VCF combines VMware vSphere (Compute), vSAN (Storage) and NSX (Networking and Security) into a tightly integrated stack with automation, upgrades and life cycle management via SDDC Manager.
The benefits and value of adopting a VCF solution include:
- Accelerated time to market resulting from the reduced design, testing and implementation times.
- Reduced maintenance and Opex from features like one click automated upgrades.
- Repeatable solution for multi-site deployments.
- Validated integration with public cloud providers, allowing mobility of workloads between private and public clouds.
You can either buy a fully pre-built SDDC with all the cloud foundation software pre-loaded, currently available on the Dell EMC VxRack platform or you can build your own as long as long as you adhere to the VMware Cloud Foundation compatibility guide. I’m sure you’ll all be glad to hear that Cisco UCS C240 is on there.
Just like a Vblock has it’s Release Certification Matrix (RCM) a VCF SDDC has its VCF matrix which details the hardware and software combinations that have been validated for that particular version.
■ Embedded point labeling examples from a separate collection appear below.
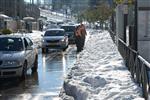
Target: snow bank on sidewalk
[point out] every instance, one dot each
(100, 73)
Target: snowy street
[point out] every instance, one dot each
(100, 73)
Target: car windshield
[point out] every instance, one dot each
(68, 28)
(11, 44)
(54, 33)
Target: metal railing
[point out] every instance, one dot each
(138, 67)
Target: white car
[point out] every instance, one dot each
(17, 54)
(54, 39)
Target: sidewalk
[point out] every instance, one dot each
(100, 73)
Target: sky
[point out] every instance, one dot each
(34, 0)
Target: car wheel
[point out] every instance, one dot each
(24, 71)
(35, 66)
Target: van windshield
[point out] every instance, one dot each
(54, 33)
(68, 28)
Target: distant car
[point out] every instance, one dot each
(54, 39)
(70, 30)
(17, 54)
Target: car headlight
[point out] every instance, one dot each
(11, 63)
(62, 40)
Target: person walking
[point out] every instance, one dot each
(78, 38)
(83, 35)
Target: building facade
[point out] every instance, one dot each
(13, 8)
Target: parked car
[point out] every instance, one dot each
(54, 39)
(17, 54)
(70, 30)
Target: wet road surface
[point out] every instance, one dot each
(46, 83)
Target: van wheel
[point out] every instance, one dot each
(35, 65)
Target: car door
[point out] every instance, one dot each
(29, 51)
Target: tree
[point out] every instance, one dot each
(100, 13)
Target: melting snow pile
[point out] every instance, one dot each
(100, 73)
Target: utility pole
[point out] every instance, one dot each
(136, 25)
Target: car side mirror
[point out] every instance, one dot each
(29, 48)
(66, 34)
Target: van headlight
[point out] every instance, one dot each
(11, 63)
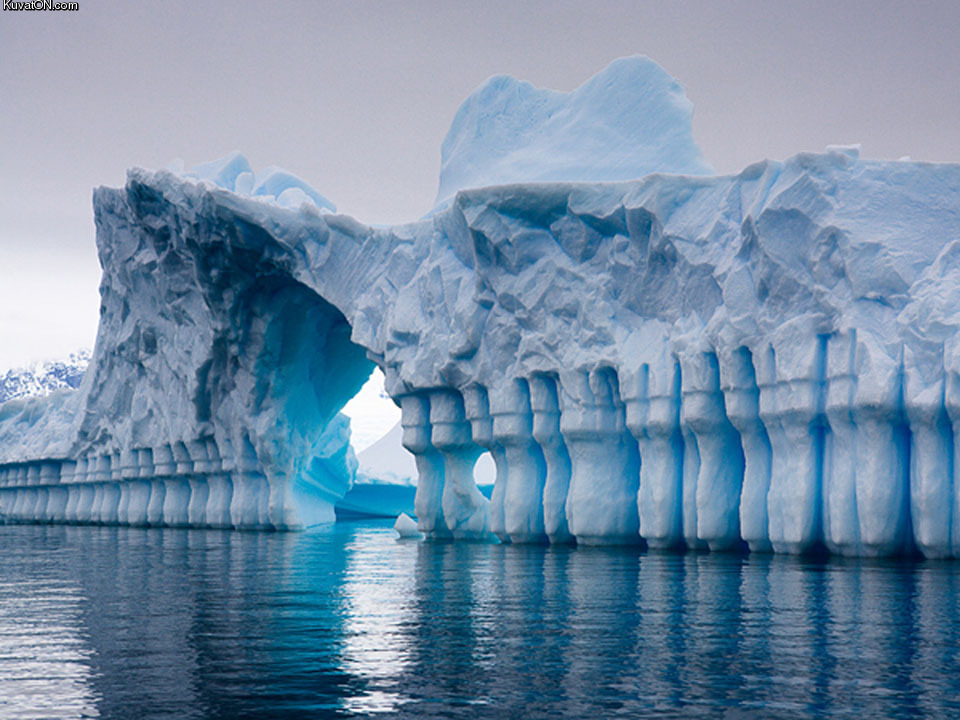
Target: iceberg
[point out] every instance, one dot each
(766, 360)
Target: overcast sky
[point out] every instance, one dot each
(356, 96)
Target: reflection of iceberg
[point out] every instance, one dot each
(44, 660)
(769, 358)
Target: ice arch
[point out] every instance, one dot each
(768, 358)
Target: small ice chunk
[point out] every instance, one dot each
(274, 181)
(293, 198)
(223, 172)
(244, 183)
(851, 151)
(406, 527)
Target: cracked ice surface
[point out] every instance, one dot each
(769, 358)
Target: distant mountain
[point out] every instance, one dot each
(43, 378)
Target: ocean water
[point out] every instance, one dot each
(345, 621)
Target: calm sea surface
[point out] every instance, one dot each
(347, 622)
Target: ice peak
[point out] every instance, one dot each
(629, 120)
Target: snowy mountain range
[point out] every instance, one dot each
(45, 377)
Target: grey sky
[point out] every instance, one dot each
(356, 96)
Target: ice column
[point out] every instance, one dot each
(742, 402)
(719, 477)
(415, 421)
(841, 528)
(603, 458)
(477, 408)
(465, 510)
(176, 497)
(546, 431)
(219, 487)
(790, 379)
(931, 456)
(882, 453)
(526, 468)
(652, 396)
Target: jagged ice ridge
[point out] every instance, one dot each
(768, 358)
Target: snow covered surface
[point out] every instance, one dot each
(768, 358)
(629, 120)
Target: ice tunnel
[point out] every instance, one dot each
(214, 392)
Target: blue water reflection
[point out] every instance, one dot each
(347, 622)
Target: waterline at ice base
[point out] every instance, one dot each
(650, 352)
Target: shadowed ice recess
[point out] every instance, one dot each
(769, 358)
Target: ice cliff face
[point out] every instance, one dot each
(769, 358)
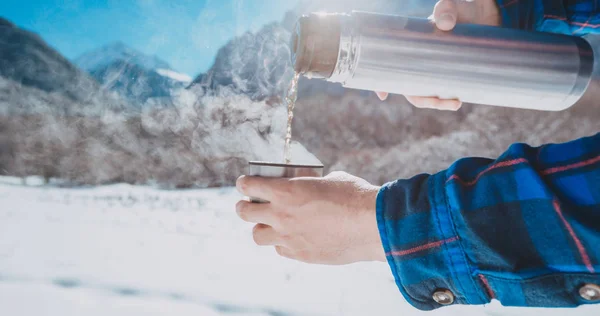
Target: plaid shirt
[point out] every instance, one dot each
(524, 228)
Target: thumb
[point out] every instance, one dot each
(445, 15)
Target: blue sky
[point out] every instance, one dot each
(185, 33)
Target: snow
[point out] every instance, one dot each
(174, 75)
(132, 250)
(117, 51)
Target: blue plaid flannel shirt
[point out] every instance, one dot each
(523, 229)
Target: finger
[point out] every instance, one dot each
(265, 235)
(261, 187)
(382, 95)
(445, 15)
(284, 252)
(435, 103)
(256, 212)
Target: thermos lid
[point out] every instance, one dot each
(315, 44)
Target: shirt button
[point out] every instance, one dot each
(443, 297)
(590, 292)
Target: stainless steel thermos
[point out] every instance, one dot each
(474, 63)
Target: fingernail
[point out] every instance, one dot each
(446, 18)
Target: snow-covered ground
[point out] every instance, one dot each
(126, 250)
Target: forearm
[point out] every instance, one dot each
(511, 228)
(571, 17)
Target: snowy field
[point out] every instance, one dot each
(125, 250)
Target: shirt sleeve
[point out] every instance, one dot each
(571, 17)
(523, 229)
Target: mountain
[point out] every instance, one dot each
(258, 64)
(352, 130)
(254, 64)
(32, 73)
(132, 74)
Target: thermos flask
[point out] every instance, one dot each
(474, 63)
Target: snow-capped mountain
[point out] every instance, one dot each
(36, 78)
(131, 73)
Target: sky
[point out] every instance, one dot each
(185, 33)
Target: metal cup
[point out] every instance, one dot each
(281, 170)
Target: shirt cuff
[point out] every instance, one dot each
(422, 247)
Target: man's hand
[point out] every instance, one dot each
(446, 14)
(329, 220)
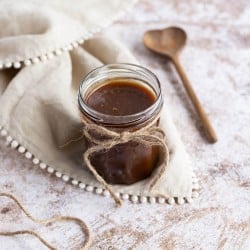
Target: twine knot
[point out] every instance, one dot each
(103, 139)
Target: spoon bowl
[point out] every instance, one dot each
(169, 42)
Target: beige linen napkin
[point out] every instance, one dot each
(39, 113)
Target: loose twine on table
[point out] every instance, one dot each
(104, 139)
(82, 224)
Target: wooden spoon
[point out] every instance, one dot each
(169, 42)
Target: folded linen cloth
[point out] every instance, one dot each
(38, 107)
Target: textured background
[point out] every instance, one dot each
(217, 61)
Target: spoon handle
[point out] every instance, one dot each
(209, 131)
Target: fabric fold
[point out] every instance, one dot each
(38, 107)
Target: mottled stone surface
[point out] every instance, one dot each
(217, 61)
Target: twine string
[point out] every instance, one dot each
(103, 139)
(82, 224)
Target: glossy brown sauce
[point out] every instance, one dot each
(119, 98)
(129, 162)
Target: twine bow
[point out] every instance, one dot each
(102, 138)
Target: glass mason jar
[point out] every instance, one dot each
(131, 161)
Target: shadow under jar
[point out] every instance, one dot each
(122, 98)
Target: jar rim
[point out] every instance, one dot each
(131, 119)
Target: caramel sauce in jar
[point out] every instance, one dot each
(122, 97)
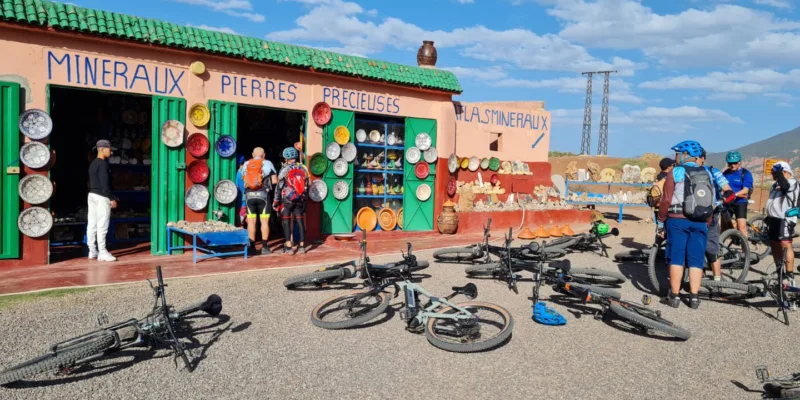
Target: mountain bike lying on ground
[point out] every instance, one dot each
(335, 273)
(464, 328)
(771, 284)
(157, 327)
(481, 253)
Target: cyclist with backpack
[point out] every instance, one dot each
(686, 208)
(259, 179)
(741, 181)
(290, 198)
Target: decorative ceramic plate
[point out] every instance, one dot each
(430, 155)
(361, 135)
(452, 163)
(226, 146)
(333, 151)
(349, 152)
(197, 197)
(197, 145)
(412, 155)
(423, 141)
(35, 189)
(340, 190)
(341, 135)
(35, 222)
(225, 191)
(423, 192)
(35, 124)
(340, 167)
(34, 155)
(172, 133)
(199, 115)
(318, 164)
(318, 190)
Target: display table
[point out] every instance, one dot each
(608, 184)
(208, 241)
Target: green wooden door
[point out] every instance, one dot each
(418, 215)
(337, 215)
(9, 151)
(223, 122)
(168, 179)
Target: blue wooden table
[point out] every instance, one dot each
(207, 241)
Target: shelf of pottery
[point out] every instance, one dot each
(378, 182)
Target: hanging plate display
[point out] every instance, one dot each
(225, 191)
(366, 219)
(423, 141)
(412, 155)
(386, 219)
(333, 151)
(226, 146)
(349, 152)
(197, 197)
(431, 155)
(35, 222)
(340, 167)
(452, 163)
(35, 124)
(199, 114)
(421, 170)
(197, 145)
(423, 192)
(172, 133)
(35, 189)
(318, 164)
(340, 190)
(318, 190)
(341, 135)
(34, 155)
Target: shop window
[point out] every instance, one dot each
(495, 141)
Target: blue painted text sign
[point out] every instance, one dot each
(100, 72)
(360, 101)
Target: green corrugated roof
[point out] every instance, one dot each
(67, 17)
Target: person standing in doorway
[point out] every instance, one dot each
(101, 201)
(259, 179)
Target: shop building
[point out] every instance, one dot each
(107, 75)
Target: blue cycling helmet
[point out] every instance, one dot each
(690, 147)
(733, 157)
(290, 153)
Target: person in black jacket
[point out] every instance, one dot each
(101, 201)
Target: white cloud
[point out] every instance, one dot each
(234, 8)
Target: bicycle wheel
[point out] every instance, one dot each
(316, 278)
(62, 358)
(490, 327)
(356, 308)
(734, 255)
(457, 255)
(648, 319)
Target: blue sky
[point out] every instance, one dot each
(723, 72)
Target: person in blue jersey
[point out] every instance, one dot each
(741, 181)
(684, 213)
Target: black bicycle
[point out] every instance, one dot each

Valid upgrade paths to later versions are also detailed in the release notes of the particular VCF Version.
vRealize Network Insight:
One of the largest customer concerns when looking to migrate from a traditional “black list” network to a software defined “white list” model, is will my application still work in the new environment?
In the traditional black list model all communication is allowed by default unless specifically blocked by a firewall or access control list, whereas in a software defined “white list” model all traffic is denied by default unless specifically permitted. This means that all flows for all applications need to be known and understood, and those flows allowed in the new software defined environment.
There are of course lots of methods and discovery tools out there that assist with application discovery and dependency mapping, but they all differ greatly in usefulness, functionality and cost.
While at VMworld I have been looking into, and having a play with vRealize Network Insight (vRNI) which was a result of the Arkin acquisition June 2016.
Not part of the vRealize suite but rather an add-on service to VMware NSX and licenced according to the number of NSX CPU licences.
vRNI provides both a day 0 assessment in order to do a “underlay readiness and health check to be confident the underlay network is healthy, happy and NSX ready. vRNI can then be used to analyse and report on all the traffic within the network, automatically group workloads into security groups and then create the required NSX distributed firewall rules required between those security groups.
The security advantages of a zero trust/least privilege network are well understood and only allowing the flows you need on a network is certainly the way forward. I am in the process writing a full blog review of vRNI and as such will not elaborate further on it in this post.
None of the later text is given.